Internalisasi Kurikulum Bina Damai bagi Lembaga Pendidikan Formal dan Non Formal sebagai upaya mewujudkan dan menanamkan nilai-nilai dan sensitivitas damai bagi setiap individu masyarakat dan aparatur pemerintah sebagai kompetensi dasar penunjang pelaksanaan kerja dan pemberian pelayanan serta perumusan kebijakan-kebijakan pembangunan pada masa yang akan datang, lanjut Hasrul.

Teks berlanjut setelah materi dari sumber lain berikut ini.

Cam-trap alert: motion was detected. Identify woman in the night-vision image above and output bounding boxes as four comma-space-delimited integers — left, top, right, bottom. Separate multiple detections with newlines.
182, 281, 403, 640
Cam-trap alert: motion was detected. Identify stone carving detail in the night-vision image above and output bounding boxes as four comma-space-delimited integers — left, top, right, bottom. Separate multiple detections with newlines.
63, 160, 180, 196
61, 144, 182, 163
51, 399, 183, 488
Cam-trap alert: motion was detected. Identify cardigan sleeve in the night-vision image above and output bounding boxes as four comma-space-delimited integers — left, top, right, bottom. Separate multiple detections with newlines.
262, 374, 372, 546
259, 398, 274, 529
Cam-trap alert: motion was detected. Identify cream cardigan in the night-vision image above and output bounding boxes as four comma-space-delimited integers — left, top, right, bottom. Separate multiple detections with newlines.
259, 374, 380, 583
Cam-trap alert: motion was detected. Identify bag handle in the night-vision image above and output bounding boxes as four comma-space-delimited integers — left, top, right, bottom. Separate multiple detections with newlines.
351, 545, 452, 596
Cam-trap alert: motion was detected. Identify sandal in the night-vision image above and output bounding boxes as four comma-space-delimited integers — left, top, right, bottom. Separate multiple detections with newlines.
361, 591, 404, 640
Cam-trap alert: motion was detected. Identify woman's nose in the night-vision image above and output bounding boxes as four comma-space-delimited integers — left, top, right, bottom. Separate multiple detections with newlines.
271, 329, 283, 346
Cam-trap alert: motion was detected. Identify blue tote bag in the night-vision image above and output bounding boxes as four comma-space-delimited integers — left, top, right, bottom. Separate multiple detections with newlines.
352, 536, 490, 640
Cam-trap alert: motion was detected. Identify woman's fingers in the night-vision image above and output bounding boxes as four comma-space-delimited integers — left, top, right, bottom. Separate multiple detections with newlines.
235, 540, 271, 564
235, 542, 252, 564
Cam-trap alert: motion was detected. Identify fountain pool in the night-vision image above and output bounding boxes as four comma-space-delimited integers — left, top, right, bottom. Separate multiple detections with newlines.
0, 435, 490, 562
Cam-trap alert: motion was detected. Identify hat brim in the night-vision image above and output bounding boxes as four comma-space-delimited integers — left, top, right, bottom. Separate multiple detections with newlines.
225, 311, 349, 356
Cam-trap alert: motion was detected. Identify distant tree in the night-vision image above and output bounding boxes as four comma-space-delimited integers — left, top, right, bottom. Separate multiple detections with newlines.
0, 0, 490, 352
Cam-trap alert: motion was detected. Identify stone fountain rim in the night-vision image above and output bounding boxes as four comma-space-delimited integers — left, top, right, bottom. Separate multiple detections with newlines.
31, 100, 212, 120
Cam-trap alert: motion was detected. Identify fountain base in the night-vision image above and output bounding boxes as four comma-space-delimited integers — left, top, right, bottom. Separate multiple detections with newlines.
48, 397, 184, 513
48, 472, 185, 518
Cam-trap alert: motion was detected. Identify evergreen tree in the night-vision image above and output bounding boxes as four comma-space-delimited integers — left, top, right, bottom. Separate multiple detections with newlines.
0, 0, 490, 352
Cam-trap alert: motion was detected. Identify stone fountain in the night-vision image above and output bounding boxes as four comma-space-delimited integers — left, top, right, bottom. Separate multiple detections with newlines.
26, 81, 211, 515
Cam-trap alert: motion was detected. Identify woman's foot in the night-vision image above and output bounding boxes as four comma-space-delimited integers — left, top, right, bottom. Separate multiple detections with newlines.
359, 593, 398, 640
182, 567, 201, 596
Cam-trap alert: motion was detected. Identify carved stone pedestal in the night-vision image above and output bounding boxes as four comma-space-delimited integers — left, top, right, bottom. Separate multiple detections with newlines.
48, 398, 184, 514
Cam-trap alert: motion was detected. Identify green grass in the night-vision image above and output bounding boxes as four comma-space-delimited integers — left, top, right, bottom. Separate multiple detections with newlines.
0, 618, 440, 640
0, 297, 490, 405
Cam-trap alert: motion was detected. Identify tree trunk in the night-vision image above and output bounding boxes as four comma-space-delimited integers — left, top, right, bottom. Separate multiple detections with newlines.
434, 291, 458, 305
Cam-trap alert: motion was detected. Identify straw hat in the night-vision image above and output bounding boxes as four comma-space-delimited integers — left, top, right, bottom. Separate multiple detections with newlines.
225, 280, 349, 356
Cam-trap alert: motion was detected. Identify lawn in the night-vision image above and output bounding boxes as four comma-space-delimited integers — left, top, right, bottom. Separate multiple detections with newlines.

Dengan kata lain, penanganan Konflik Sosial membutuhkan dilakukannya pendidikan karakter bangsa yang salah satunya dapat diwujudkan melalui pengembangan nilai-nilai perdamaian bagi seluruh masyarakat Indonesia serta para aparatur pemerintah sebagai motor penggerak pembangunan di Indonesia.
“Undang-Undang Nomor 7 Tahun 2012 tentang Penanganan Konflik Sosial, memberi ruang keterlibatan Masyarakat, Pranata Adat dan aparatur resmi pemerintahan Desa untuk terlibat penanganan Konflik Sosial, diperkuat dengan UU Nomor 6 Tahun 2014 tentang Desa menuntut perubahan tata cara penanganan yang lebih mendasar dan lebih baik. Sekaligus memberi harapan yang cukup besar dalam perubahan paradigma penanganan konflik yang ada,” tambahnya.
Bahkan Direktur Penanganan Daerah Pasca Konflik lebih menekankan bagaimana kondisi dari kabupaten Nagekeo yang selalu aman, nyaman dan damai, hidup rukun beragama merupakan contoh besar untuk Kabupaten-kabupaten lainnya di Indonesia, Kabupaten Nagekeo yang memiliki potensi alam yang luar biasa dapat mendorong Pemerintah Kabupaten untuk dapat melaksanakan visi misi dari pemimpinnya yakni menciptakan masyarakat yang adil dan makmur, gemah lipah lohjinawi terlepas dari konflik sosial di masyarakat. Pentingnya pendidikan karakter bangsa yang salah satunya dapat diwujudkan melalui pengembangan nilai-nilai perdamaian bagi seluruh masyarakat Indonesia serta para Aparatur pemerintah sebagai motor penggerak pembangunandi Indonesia, jelas Hasrul lagi.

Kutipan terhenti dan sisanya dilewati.